Le wagonnier André vient de formuler les effets concrets de cette désorganisation des contrôles spatiotemporels qu’on présume régler la répartition des wagons, l’accrochage des locomotives, la destination des trains : le départ d’un train prévu à 8 heures et le départ d’un autre train à 8 heures 30 peuvent être subitement inversés, légèrement décalés, longuement retardés, indéfiniment suspendus — « là, y en a un à neuf heures, un à neuf heures et demie; pis, r’garde l’heure, i’est dix heures moins quart » (33 min 24 s). Toute une série de petits événements explique ces dérèglements : des locomotives mortes, « la température, le frette… » (33 min 17 s) Sa démonstration n’a pas pour but de nous étourdir ni de nous faire douter de la rigueur des compagnies de chemins de fer; elle a pour but de préparer notre sensibilité à un autre événement encore, un événement d’espace : de plan horizontal de pleine visibilité, la gare de triage va devenir dans un instant noire profondeur sonore. S’il s’agit bel et bien d’un événement d’espace et non pas d’un artifice de la composition sonore, c’est que ce devenir est celui-là même dans lequel les wagonniers s’engagent chaque nuit; et qu’il ne s’agisse pas simplement d’un plan horizontal devenu invisible, mais de l’avènement d’une profondeur presque souterraine, c’est précisément ce qu’un portrait radiophonique peut faire sentir dans la mesure où, pour posséder un espace exclusivement sonore, il offre à l’auditoire la possibilité d’imiter pour lui-même l’expérience des wagonniers : se trouver au fond d’une nuit acousmatique. C’est Marc, le second wagonnier, qui formulera l’évidence : « Là, j’vois absolument rien! » (37 min 53 s) Le photographe qui cette nuit-là semble accompagner le preneur de son et les wagonniers représente la figure comique de cette impossibilité : les quelques déclenchements de l’obturateur de son appareil photo ne peuvent que rappeler la noirceur au fond de laquelle chacun risque d’être écrasé par un wagon solitaire lancé silencieusement sur les rails, qu’on ne voit jamais et qu’on entend toujours trop tard, quand un froissement sourd de l’air précède tout juste son impact feutré contre un train. « Quand i’ switchent des chars, là, t’es entends pas venir. »

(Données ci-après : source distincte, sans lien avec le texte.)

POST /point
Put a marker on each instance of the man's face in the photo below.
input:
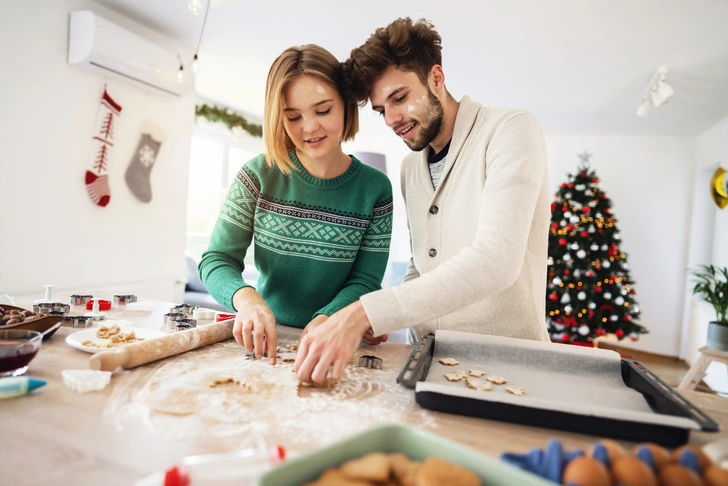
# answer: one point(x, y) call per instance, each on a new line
point(408, 107)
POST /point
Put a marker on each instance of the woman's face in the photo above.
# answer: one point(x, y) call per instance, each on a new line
point(313, 116)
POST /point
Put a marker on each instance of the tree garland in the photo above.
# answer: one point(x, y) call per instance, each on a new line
point(229, 118)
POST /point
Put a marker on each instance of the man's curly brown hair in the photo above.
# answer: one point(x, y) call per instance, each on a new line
point(410, 46)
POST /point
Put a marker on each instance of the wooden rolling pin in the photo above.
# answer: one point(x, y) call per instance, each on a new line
point(142, 352)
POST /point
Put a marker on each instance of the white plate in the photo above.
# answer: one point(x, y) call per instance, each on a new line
point(89, 334)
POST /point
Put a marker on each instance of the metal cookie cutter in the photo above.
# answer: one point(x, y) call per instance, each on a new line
point(80, 300)
point(171, 319)
point(371, 362)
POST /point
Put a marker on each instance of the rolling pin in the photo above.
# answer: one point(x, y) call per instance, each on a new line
point(142, 352)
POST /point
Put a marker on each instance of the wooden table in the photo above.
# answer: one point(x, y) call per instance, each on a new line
point(56, 436)
point(697, 370)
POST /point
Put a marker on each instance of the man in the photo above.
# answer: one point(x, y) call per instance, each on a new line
point(475, 188)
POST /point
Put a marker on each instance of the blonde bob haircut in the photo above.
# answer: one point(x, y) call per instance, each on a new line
point(312, 60)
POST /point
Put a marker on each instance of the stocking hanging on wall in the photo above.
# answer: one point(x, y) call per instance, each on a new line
point(97, 178)
point(143, 160)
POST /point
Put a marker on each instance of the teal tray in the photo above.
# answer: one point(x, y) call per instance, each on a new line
point(413, 442)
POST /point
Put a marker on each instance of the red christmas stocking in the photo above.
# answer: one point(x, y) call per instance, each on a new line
point(97, 178)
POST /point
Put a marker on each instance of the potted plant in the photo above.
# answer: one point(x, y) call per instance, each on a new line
point(712, 284)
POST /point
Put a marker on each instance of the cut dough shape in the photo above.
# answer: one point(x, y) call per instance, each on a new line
point(497, 380)
point(479, 385)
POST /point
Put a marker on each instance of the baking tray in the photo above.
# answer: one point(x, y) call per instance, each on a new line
point(389, 438)
point(627, 400)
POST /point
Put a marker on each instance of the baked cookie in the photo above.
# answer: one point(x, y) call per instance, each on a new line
point(438, 472)
point(374, 466)
point(497, 380)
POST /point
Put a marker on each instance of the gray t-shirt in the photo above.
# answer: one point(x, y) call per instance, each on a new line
point(437, 165)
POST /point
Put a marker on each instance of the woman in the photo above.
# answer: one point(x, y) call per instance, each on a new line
point(320, 219)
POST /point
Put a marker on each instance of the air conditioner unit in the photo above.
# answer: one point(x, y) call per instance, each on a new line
point(105, 48)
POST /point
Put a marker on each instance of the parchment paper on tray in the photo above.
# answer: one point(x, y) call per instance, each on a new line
point(556, 377)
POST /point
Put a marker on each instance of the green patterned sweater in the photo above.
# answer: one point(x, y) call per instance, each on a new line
point(320, 244)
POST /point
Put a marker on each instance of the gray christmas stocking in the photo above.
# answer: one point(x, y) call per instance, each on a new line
point(145, 156)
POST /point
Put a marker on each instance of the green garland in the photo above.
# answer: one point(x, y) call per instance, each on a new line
point(229, 118)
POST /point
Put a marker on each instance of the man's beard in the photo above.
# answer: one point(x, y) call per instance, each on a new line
point(430, 124)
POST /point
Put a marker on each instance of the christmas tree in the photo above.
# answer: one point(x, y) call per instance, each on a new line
point(589, 290)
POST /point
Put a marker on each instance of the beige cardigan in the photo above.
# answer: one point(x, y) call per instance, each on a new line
point(479, 258)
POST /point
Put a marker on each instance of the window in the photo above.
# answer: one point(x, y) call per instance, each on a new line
point(215, 159)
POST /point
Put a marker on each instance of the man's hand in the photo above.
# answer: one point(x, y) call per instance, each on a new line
point(315, 322)
point(332, 343)
point(369, 338)
point(255, 324)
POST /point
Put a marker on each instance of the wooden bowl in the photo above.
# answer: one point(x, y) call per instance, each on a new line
point(46, 324)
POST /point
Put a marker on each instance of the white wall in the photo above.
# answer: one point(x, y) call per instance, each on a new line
point(50, 231)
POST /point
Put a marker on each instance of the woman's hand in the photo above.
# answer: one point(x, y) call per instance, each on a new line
point(315, 322)
point(255, 324)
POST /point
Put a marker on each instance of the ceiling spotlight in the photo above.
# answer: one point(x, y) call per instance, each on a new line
point(657, 92)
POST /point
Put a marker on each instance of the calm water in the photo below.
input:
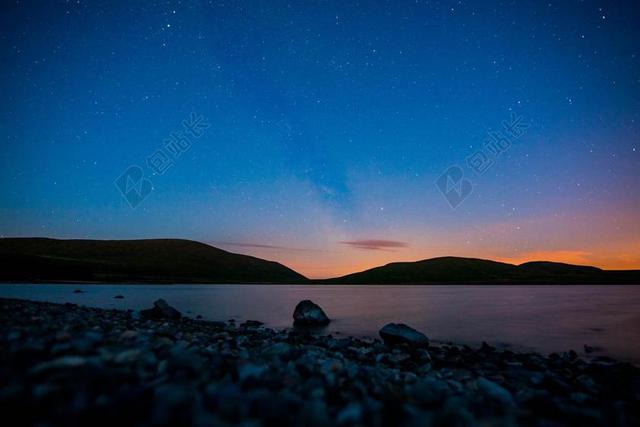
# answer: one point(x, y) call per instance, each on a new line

L’immédiate et courte réverbération des voix, le tremblement métallique et caoutchouteux d’une carlingue venaient à l’instant de nous rappeler que les wagonniers ne sont pas des observateurs au milieu d’un plan horizontal ouvert, mais des ferrailleurs paradoxalement enveloppés à l’extérieur; l’accélération et l’emballement de ce tremblement venaient de nous procurer la sensation d’être entraînés dans une descente; si bien que les coups qui feront bientôt résonner un volume de métal ou réverbérer dans une cavité des éclats de verre ou d’acier, auront donné au repérage et à l’attaque de ces mystérieux « deux pouces » ou « pouce et demi » sa réalité phénoménale et expérientielle propre : se glisser à l’aveugle dans le gravier, pour cogner avec sa pioche contre une matière qui résiste, et qui par sa résistance ramène contre celui qui « tape par en-dessour » (38 min 56 s) la réverbération d’un volume fermé. L’auditoire, lui, travaille d’autant plus à l’aveugle qu’il ne sait toujours pas contre quoi les wagonniers se frottent, frappent et quelquefois s’emportent; il apprendra plus tard qu’ils remplacent les « brake shoes » (43 min 18 s), les sabots de freinage des wagons. Cette ignorance provisoire ne se présente pas comme une énigme pour la connaissance, mais comme la pleine présence sensible de la cécité totale ou partielle inhérente à l’expérience.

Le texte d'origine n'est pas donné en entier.